Tronic wrote:you used a symmetric FIR implementation or am I wrong?
I would like to deepen this oversampling technique, if you have time and desire,
would you explain how to use it both for UP / DOWN sampling, and what you used to derive the coefficients?
Yes, it is a symmetric FIR so it is linear phase. I think that most D/A converters are also linear phase, but I really don't know if that is generally true.
There is good information on the SM forum and wiki, just google oversampling. I should note that the filter in the above schematic is designed for the specific task of intersample peak estimation. It is less suited for other sound processing tasks (mainly because of its poor stopband rejection). In that case the toolkit IIR filter will perform
much better.
The coefficients are from the excellent
LabVIEW online utility.
Drnkhobo wrote:by "tap" do you mean pole?
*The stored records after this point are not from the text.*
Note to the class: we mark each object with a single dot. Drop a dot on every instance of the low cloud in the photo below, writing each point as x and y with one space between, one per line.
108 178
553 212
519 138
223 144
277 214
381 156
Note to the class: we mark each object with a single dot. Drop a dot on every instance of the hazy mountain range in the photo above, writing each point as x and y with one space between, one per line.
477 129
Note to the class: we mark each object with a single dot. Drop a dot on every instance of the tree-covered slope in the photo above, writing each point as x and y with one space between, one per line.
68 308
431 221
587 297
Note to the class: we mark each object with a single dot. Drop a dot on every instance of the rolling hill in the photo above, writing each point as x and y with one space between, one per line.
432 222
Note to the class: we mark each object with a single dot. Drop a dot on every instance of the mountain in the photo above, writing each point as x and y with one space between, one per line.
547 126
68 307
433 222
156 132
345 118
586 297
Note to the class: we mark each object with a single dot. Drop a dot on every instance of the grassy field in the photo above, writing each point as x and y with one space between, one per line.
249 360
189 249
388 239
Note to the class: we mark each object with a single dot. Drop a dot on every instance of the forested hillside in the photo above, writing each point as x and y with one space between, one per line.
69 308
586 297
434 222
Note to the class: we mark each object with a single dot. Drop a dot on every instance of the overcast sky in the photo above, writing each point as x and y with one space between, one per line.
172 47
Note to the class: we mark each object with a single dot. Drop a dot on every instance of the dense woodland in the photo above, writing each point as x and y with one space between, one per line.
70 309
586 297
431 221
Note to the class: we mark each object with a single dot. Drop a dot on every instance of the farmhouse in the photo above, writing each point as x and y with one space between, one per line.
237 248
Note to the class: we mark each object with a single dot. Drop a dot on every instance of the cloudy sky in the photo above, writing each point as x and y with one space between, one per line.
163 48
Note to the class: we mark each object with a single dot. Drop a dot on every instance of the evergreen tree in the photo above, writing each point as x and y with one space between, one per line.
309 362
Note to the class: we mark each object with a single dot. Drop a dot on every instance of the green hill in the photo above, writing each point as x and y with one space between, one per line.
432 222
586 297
I have tested this with a version I made with the oversampling toolkit and cyto's peak meter. . .
It seems that the OSToolkit + Cyto's Peak Detector find higher values than the example you provided. . ? Im not sure if I did it wrong, probably
No, I mean tap (I thought that's a common term for FIR filters). Typically you would have (nontrivial) poles in IIR filters, not FIR.
Your test with the SM OS Toolkit is interesting, I get the same result for noise input. However, it really depends on the input signal. For example, for an impulse train, the toolkit actually yields
lower peak values, even lower than those of the original input!

It does make sense if you look at the time response of the toolkit filter: a single pulse gets heavily distorted with lots of ringing.
tulamide wrote:So, regarding my question, the interpolation method isn't standardized, but rather one uses generalized algorithms (filtering/oversampling). It approximates to keep reasonable cpu-load/accuracy ratio, accepting to let some peaks unrecognized. I'm not much into sound engineering, but it reminds me on a spline in the graphical world, where start and end are known, and the control points are set to certain discrete values (all with a resolution as low as possible).
That's true. If all D/A converters were linear phase, then the "ideal" method would be a sinc-interpolation. My little schematic addresses this scenario, with some (hopefully) reasonable trade-off between CPU load and approximation. For other than linear phase, it is really impossible to know the peaks after D/A conversion.